You also need a JVM, obviously.
This one's web page is even better than the cached page you'll see if you Google for "corpit honeypot" and look at thr cached copy of the hit. You can examine any spam it has trapped.
I should have guessed that when you get 3-4 copies of the same spam it means that the spamming scumbags just get redundancy by spamming the entire 64,000,000 addresses repeatedly through different raped relays.
Your honeypot success gives me an idea. What if yours and other honeypots were used to cooperate to capture the spam to seed spam filters? Since EVERY message you process is spam all of the words in it, or a hashed signature could be send out to these filter dictionaries so that ISPs will know the message you captured should be delivered to
What'dya think?
Ever dream you could fly? Get up from the Flight Sim. I Fly
Could work, should work. But there's already a service that captures spam using spamtraps that otherwise works almost exactly as you describe: DCC. It sends out fuzzy checksums, and I'm not the one to tell you how the fuzzy checksums are computed. As I recall there's a place on the web site where you can paste in a spam message and see if it would have been identified as "bulky" (DCC detects bulkiness rather than spamishness - it needs a whitelist for mailing list sources.)
See: http://www.rhyolite.com/anti-spam/dcc/
This truly is an excellent idea.
1. it is a patent, not a trademark
2. just because someone has a patent doesn't mean the patent can't be challenged.
3. just because someone has a patent doesn't mean a patent will be enforced.

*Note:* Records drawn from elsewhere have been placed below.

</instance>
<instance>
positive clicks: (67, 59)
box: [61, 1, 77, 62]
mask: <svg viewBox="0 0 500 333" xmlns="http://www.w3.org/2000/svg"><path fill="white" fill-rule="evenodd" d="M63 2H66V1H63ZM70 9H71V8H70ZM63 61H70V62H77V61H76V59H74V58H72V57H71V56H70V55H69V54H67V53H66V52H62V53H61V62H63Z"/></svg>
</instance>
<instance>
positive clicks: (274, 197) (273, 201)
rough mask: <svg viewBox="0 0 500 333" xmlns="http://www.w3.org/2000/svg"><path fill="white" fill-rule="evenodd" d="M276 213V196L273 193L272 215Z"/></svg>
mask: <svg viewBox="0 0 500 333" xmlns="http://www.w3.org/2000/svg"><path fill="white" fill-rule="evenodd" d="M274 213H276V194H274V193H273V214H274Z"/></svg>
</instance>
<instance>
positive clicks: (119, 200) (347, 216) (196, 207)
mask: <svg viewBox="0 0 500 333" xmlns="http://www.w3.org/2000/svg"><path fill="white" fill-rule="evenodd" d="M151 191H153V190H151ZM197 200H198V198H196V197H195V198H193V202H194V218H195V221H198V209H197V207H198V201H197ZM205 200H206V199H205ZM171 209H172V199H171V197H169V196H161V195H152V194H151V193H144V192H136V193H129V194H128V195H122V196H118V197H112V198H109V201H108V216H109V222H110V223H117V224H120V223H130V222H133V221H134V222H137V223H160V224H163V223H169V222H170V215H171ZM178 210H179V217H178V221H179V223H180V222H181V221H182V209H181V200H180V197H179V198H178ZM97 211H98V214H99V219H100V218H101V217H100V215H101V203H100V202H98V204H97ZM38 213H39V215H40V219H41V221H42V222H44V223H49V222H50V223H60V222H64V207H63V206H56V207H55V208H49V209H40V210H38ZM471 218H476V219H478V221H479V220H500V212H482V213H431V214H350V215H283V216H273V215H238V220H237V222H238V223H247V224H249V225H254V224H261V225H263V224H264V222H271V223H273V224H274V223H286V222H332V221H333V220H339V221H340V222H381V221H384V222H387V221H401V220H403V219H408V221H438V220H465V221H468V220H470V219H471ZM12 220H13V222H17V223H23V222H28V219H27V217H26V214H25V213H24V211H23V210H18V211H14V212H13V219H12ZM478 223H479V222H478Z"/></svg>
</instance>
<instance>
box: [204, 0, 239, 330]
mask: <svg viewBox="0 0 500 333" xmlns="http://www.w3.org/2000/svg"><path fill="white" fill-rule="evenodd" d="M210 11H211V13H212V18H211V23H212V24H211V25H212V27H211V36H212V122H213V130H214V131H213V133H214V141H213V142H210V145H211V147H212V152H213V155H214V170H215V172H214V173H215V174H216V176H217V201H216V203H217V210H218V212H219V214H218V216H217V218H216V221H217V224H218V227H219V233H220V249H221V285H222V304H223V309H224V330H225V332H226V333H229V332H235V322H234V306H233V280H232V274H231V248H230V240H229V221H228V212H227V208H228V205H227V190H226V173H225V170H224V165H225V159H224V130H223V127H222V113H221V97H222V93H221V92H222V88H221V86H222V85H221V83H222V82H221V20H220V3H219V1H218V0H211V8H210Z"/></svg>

4. Some things are worth fighting for
I have attempted a quick implementation of these revised algorithms (at least the first two: S and f(w)) and the results are much less promising than the original article's algorithm.
Caught spam dropped from near 99% into the 70s and the false positives jumped from 1 in ~2000 to 10-20%.
Anyone else get similar results? Is it just my implementation?